Regularity and positivity of solutions of the Consensus-Based Optimization equation: unconditional global convergence
Massimo Fornasier, Lukang Sun
TL;DR
The paper studies Consensus-Based Optimization (CBO), a zero-order multi-particle global optimization method, by analyzing its mean-field limit as a nonlinear Fokker–Planck equation with degenerate diffusion. It develops a general drift–diffusion framework, proves existence, uniqueness, and regularity of classical and weak solutions via Galerkin approximations, and then applies these results to the CBO dynamics, obtaining unconditional global convergence to global minimizers. A key contribution is establishing positivity and full support of the solution density for dimensions $d>1$, which removes previous technical requirements on the initial mass near minimizers.
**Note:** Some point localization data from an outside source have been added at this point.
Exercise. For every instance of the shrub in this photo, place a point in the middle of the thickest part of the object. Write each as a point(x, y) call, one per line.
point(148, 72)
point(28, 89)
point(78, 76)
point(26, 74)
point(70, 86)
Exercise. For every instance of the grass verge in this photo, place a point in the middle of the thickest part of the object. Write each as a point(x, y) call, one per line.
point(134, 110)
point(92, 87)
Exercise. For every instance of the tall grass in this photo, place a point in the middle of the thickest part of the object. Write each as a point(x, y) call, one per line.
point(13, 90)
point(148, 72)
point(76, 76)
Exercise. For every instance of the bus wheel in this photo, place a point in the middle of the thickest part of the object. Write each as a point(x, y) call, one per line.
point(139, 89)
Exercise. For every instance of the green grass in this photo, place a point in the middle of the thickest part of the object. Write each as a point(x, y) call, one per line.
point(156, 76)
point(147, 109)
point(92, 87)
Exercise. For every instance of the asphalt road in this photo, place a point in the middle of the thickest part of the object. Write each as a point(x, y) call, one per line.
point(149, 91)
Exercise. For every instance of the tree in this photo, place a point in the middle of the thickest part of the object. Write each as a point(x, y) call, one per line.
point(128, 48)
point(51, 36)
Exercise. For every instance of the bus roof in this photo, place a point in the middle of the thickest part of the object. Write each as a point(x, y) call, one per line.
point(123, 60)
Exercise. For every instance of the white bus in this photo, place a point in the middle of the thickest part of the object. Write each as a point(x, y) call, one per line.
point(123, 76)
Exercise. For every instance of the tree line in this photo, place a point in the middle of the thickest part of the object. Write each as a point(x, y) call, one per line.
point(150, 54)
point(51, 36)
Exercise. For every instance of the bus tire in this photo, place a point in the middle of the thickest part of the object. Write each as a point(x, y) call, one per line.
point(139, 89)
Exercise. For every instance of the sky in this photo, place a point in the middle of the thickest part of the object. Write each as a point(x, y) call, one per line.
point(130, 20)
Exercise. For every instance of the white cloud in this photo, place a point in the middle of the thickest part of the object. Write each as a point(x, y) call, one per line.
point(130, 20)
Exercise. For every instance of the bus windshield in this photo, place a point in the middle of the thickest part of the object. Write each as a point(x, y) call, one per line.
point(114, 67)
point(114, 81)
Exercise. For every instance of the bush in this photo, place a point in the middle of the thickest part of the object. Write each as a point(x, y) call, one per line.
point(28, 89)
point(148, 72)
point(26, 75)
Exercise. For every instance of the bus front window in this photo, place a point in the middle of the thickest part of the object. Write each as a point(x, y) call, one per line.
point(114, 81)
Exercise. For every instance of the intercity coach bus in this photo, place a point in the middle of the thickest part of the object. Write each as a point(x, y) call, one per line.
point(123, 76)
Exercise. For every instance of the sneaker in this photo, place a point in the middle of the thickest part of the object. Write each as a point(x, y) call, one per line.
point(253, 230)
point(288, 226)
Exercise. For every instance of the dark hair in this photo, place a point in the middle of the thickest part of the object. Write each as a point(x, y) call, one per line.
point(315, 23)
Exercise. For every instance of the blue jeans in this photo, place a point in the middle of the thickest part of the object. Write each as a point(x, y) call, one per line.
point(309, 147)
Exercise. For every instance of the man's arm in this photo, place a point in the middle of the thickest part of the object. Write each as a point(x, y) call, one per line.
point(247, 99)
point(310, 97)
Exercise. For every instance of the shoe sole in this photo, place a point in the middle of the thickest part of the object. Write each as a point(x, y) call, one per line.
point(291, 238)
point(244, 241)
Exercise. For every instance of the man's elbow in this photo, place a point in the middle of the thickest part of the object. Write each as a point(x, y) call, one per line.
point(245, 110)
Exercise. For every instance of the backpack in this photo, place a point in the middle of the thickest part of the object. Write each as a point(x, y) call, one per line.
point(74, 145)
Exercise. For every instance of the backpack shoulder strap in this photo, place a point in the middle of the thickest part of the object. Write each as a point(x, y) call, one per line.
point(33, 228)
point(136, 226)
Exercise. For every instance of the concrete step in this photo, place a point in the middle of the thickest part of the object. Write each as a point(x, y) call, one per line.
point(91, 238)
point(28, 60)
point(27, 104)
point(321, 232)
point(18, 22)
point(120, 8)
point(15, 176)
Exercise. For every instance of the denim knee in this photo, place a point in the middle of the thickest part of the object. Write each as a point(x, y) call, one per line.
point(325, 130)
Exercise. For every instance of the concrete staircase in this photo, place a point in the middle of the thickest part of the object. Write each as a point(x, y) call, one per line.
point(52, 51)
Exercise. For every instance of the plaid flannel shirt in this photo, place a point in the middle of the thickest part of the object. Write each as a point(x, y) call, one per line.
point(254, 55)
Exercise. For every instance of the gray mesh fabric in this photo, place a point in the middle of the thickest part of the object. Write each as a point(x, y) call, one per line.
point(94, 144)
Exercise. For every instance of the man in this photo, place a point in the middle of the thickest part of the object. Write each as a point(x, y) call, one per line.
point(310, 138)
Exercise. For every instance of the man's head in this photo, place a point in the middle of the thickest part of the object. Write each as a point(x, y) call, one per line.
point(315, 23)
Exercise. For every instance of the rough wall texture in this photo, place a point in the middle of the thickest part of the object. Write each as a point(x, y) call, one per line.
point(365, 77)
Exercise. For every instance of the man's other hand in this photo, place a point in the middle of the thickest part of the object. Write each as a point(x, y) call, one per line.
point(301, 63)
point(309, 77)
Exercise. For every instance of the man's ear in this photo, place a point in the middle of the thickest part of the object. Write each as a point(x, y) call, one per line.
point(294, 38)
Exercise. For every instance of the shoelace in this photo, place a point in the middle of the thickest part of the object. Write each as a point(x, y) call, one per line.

The findings provide rigorous theoretical guarantees for CBO in broad settings, including extensions to manifolds, and offer a foundational understanding of the algorithm’s convergence behavior with degenerate diffusion.
Abstract
Introduced in 2017 \cite{B1-pinnau2017consensus}, Consensus-Based Optimization (CBO) has rapidly emerged as a significant breakthrough in global optimization. This straightforward yet powerful multi-particle, zero-order optimization method draws inspiration from Simulated Annealing and Particle Swarm Optimization. Using a quantitative mean-field approximation, CBO dynamics can be described by a nonlinear Fokker-Planck equation with degenerate diffusion, which does not follow a gradient flow structure. In this paper, we demonstrate that solutions to the CBO equation remain positive and maintain full support. Building on this foundation, we establish the {\it unconditional} global convergence of CBO methods to global minimizers. Our results are derived through an analysis of solution regularity and the proof of existence for smooth, classical solutions to a broader class of drift-diffusion equations, despite the challenges posed by degenerate diffusion.